The Scientific Method - Part 2: Research

Deandra Cutajar
Aug 4, 2021
7 min read

Research is, in my opinion, another very important step in the project lifecycle. I read articles claiming that Data Science is dead because most of the work can be automated. However research can never be automated and because of it, I believe that data science shall live on. I make this claim with great awareness about how businesses are evolving and how the industry is educating itself on data richness and machine learning.

Research is about searching for something. According to Cambridge Dictionary, Research is

a detailed study of a subject, especially in order to discover (new) information or reach a (new) understanding.

In its definition, there is nothing repetitive to be automated and this is where the value of a data scientist comes into play. However, a person need not be a data scientist to understand what research is and do it.

Conducting research is like opening a puzzle box. The pieces are scattered around and slowly, one piece at a time you start forming the picture. In this case, the final picture will be shown on the cover of the box so it is more guided and relatively simpler.

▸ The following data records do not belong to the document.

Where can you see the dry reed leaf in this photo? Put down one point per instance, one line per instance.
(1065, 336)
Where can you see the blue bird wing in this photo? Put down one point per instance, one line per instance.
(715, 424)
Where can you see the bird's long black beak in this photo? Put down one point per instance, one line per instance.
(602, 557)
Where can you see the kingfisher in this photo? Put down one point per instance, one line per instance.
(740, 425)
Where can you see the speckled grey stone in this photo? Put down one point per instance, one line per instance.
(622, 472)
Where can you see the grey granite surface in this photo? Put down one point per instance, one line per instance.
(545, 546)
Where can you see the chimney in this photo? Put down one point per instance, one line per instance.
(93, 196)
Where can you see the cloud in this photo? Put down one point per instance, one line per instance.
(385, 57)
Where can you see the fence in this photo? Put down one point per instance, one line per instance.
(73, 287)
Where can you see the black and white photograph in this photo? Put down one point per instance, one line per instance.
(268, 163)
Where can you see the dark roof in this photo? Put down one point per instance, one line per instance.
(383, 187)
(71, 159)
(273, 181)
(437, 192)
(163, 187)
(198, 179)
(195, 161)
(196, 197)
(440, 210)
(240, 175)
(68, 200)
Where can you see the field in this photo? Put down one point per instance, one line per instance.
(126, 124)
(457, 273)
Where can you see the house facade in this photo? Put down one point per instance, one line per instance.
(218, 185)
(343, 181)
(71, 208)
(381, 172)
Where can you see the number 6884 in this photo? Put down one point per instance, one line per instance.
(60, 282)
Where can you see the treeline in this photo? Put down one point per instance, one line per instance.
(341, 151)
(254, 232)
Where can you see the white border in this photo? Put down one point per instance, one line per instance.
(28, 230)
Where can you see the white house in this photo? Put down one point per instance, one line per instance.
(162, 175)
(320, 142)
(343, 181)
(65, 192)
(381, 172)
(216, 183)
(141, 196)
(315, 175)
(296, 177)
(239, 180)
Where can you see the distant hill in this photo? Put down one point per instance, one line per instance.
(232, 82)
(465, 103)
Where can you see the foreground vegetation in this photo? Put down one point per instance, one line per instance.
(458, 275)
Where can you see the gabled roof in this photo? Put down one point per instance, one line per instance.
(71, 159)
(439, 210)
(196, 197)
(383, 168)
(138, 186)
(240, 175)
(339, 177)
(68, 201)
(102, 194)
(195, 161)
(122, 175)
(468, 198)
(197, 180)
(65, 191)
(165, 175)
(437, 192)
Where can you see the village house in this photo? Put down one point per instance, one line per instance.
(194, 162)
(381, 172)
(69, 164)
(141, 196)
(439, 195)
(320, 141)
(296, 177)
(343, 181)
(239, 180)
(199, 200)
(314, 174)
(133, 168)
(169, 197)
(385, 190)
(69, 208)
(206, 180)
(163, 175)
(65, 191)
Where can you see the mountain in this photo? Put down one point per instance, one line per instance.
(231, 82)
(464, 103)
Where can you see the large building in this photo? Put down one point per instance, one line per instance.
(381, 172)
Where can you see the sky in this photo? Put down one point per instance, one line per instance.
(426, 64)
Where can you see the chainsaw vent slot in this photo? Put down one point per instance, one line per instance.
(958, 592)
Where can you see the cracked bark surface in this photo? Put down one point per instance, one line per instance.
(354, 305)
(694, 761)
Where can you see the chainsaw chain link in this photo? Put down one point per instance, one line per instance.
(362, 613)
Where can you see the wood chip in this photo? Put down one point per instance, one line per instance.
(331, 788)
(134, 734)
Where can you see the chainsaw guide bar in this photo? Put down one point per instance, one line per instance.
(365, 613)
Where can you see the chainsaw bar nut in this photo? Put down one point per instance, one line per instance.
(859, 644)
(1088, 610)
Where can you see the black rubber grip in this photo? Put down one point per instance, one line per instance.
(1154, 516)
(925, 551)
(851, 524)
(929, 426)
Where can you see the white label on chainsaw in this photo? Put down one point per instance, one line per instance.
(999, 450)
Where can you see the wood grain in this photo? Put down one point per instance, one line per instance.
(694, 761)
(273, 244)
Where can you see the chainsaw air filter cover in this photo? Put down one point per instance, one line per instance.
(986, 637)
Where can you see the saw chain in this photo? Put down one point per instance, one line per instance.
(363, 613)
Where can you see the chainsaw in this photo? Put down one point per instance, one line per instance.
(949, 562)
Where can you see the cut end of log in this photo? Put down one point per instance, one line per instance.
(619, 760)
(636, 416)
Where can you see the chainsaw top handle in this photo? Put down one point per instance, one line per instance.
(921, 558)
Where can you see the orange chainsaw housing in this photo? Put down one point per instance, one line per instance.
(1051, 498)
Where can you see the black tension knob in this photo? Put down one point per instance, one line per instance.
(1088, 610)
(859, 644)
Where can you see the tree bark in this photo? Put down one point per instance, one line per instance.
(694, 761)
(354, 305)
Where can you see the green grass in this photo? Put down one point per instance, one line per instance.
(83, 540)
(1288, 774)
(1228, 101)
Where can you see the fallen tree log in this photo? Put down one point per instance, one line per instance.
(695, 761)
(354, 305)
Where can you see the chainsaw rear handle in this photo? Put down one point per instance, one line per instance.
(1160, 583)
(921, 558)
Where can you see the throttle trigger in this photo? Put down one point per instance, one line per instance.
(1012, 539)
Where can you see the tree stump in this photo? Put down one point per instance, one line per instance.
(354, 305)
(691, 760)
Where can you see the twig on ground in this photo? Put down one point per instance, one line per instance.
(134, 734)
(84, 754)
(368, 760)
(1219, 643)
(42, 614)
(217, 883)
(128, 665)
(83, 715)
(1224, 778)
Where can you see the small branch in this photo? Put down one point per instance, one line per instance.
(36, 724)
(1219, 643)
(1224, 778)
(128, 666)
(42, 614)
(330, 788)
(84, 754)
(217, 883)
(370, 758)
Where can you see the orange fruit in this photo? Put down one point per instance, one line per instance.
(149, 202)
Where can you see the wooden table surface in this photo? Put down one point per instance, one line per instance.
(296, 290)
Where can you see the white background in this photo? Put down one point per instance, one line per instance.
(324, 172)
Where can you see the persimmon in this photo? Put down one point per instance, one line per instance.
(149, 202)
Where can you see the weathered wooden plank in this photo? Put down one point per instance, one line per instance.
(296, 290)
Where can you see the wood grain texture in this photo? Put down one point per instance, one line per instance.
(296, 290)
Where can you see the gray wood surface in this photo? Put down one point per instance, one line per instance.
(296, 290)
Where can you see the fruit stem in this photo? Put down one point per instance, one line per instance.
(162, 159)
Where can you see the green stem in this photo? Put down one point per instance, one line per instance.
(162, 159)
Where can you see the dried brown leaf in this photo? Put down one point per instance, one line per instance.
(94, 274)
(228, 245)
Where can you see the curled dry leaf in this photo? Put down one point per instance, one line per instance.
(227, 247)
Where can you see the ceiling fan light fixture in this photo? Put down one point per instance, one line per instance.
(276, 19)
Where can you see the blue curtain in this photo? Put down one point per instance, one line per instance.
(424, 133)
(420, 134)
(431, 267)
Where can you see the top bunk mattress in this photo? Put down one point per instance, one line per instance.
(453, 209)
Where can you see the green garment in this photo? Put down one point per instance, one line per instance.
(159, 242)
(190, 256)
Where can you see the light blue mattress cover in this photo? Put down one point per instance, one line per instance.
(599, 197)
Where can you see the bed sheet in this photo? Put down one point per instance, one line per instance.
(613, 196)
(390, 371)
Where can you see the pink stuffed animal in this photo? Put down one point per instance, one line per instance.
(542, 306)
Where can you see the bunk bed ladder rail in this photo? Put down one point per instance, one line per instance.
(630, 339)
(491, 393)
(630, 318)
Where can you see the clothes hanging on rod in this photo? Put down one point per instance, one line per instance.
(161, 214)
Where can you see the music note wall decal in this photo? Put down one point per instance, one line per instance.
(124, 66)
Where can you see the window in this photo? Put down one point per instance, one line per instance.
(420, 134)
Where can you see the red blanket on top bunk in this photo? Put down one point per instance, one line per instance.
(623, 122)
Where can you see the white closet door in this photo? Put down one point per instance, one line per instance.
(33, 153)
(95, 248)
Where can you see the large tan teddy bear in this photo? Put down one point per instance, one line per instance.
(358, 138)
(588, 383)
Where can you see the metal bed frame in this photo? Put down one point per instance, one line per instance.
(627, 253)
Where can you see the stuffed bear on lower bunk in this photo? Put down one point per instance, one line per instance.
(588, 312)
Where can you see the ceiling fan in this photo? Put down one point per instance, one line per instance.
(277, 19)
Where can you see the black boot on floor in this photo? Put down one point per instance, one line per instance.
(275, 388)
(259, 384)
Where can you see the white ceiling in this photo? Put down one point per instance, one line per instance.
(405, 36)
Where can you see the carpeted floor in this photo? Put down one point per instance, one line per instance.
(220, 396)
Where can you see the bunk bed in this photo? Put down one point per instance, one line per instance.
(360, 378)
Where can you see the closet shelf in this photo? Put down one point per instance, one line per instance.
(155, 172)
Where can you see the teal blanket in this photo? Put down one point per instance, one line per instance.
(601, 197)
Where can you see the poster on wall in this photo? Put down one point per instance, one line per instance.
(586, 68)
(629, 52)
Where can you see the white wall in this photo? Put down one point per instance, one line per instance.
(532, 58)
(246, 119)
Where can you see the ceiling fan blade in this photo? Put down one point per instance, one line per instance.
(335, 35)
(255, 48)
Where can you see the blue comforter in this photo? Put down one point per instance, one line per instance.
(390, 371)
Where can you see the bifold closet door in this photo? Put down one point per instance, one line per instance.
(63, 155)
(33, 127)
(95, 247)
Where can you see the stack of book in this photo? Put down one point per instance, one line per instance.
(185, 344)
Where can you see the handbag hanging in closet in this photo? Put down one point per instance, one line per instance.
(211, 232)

When renting or buying a property, it is the same analogy. An individual sets a financial budget, which will be a condition. They later go on to see what the market (data) is like and what properties (information) can be purchased within that budget. Different requirements come into play. A buyer may want a garage, whereas another can afford a pool. Now the market is wide, there are lots of different properties in different locations, so then the interested party will refine the search by selecting their preferences. I am sure that most of the readers have now understood what type of research they have conducted in their own lives.

Data Science isn't any different. The research we conduct using the data must relate to the hypothesis we have discussed earlier with the business and conditions set forth. Moreover, it must be refined to align with the requirements, and its application. In general, there is no "ideal" time dedicated to research since it greatly depends on how well the construction of the hypothesis went. Nonetheless, I recommend spending at least one week to research the following:

the Business problem
the Data
Machine-learning techniques or statistical tools
Scoring metrics

Researching the business problem is useful to gather broader knowledge on the project. In the first article, I expressed that I love doing the job when I know what I am doing it for, and that stretches beyond knowing the data science techniques. Adding value to current knowledge requires searching for new insight and it starts with learning how the problem affects the business. It is useful to see the different approaches that other scientists may have taken to tackle the problem. The market is diverse and some of the industrial problems may have already been studied especially by large tech companies. Maybe not as specific as the project requires but, in my experience, there will always be some overlap.

In the end, science is universal.

There may also be a literature paper published by a student about a study conducted towards a degree. Even if the information is purely theoretical, wherever it comes from, as long as the source is reliable, it can either confirm your understanding or show something new. This part may not take a lot of time if the hypothesis was constructed carefully. Nonetheless, one never knows what other information has already been found. Moreover, it is always useful for the data scientist to do some reading on the problem such as "customer behaviour in industry A".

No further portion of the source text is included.